I had the greatest teamwork experience during our off-season journey to Sri Pada couple of weeks back. Our team consisted of Kaushalya, Nandika, SanjayaR, Dinesh, Dushshantha, Amila, My brother in law(Upul) and Me. We choose the route along Kuruwita which is the longest(11.5km) and the most difficult of the three main roads leading to the the top. We set out early in Saturday morning hoping to comeback in Sunday evening and make it to the office by Monday morning. In the off-season the stoney steps are wowen with moss which cause a slippery serface slowing the progress. It was about 7pm when we make it to the top finally. We spent the night in a hired room with minimum facility of some mats on the cold floor. But we were lucky to watch the sun rise in the early morning which I must say is a very rare experience which only you can enjoy freely only in the off-season. But the problem in the off-season is that you are often prevented from seeing it by clouds and mist but in our case we were lucky. When we set out the return journey it was sunny all over the mountain range but at the middle of the journey heavy rain began to pour down. We were all equiped with rain coats so it did not hinder our progress, but the danger was awaiting us!.

Amila, Dinesh and Upul Aiya lead rest by about 20 minutes and they managed to cross Seetha Gangula before us. Seetha Gangula is a small river across the Sri pada path. It is about 30 meter’s wide and normally you can wade it with water upto your knees.

But by the time rest of us reach it, it began to overflow making it difficult to cross. Infront of our eyes the water level was rising rapidly so we decided to stay in the Ambalama nearby(Ambalama is the sinhala name to the resting place for people to use for rest in long journeys) . Luckily there was Ambalam in both side of the river. I think this was built on purpose because the rising of water is a usual thing to happen and people caught in it can stay on these Ambalama’s until the water level reduce.

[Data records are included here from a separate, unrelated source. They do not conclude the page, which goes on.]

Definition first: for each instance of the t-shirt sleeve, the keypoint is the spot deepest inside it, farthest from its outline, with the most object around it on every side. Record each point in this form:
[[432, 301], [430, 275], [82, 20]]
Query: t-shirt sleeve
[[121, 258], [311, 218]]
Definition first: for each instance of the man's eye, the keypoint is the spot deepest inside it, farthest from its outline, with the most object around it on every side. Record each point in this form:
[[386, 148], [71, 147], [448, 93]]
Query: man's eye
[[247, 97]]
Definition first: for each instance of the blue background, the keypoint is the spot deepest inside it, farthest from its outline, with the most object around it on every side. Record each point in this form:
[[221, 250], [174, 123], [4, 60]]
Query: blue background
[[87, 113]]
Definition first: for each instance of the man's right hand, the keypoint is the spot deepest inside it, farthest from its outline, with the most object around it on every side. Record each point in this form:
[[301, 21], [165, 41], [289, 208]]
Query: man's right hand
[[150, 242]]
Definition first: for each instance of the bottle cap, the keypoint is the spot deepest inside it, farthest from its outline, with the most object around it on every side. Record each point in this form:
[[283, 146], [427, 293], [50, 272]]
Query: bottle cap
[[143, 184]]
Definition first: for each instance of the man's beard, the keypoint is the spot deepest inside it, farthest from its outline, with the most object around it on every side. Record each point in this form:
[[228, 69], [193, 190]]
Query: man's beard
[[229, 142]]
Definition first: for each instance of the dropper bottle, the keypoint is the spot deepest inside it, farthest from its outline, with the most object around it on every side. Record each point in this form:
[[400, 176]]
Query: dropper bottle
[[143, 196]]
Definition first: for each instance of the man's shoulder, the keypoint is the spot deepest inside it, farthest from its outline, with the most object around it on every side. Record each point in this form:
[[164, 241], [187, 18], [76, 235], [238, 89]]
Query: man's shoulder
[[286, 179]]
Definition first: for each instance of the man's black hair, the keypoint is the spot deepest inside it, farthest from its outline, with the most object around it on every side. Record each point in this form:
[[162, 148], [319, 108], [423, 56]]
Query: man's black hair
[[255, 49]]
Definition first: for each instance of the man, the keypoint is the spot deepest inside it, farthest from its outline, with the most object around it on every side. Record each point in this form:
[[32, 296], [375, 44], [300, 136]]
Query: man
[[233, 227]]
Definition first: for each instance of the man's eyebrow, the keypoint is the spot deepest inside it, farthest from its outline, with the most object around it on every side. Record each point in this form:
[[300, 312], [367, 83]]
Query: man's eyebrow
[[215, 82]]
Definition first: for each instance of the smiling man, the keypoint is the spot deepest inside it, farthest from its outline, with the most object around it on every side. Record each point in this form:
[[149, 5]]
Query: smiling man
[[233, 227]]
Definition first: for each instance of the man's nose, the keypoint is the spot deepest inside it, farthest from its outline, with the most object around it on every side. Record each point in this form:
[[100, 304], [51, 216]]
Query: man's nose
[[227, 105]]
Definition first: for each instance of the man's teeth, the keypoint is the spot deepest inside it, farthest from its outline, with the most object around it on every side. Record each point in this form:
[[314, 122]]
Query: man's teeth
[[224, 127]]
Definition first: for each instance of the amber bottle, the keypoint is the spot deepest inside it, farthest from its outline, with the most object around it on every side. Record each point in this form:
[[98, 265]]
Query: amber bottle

Nature has done a nice separation between us on the two banks. All the matchbox and lighter was with us. Firewood was with them!!!. Raw Noodles we took with us to cook for lunch were with us but the pot to cook with was with them!!!. So SanjayaR, Kaushalya, Nandika, Dushshyantha and me who were trapped in this side had nothing to do, but pray for the Rain to stop. The time was 1pm. There was no sign of stopping the rain. There was a great chance that we may have to spend the night there. There were no signals to our phones so that we could not inform our families that we may get delayed. It was unimaginable to stay the night with no food and in the cold and dump Ambalama. We need a fire somehow!!!. All were hopeless for some time and everybody looked bewildered. But slowly but gradually the team started to get it’s spirit back thanks to Sanjaya who managed to make some fire by using small leftover’s of some firewood and papers. But how we are going to keep that fire going?. I remembered one of my previous similar experience and knew that wet logs can be make good wirewood if we can dry them for some time in fire. So Kaushalya and me collected a good amount of wet logs from around the Ambalama. That worked very well and after some strenuos effort we were having a good fireplace promising to give warmth for a whole night. Now we are warm next problem is food. Then Nandika came with that great innovation of making a pot using some left overs of a rectangular Aluminum sheet which he managed somehow to find from within the Ambalama. So we managed to cook the noodles using his primitive age cook pot. I have never enjoyed such delicious noodles !!!.

By the time the rain stoped it was about 8pm. The rain was so heavily pouring non-stop for about 8 hours!!!. For water level of the water to reduce it took about another two hours. By the time we crossed the river it was 10pm.

We managed to come to the office by Monday 2pm.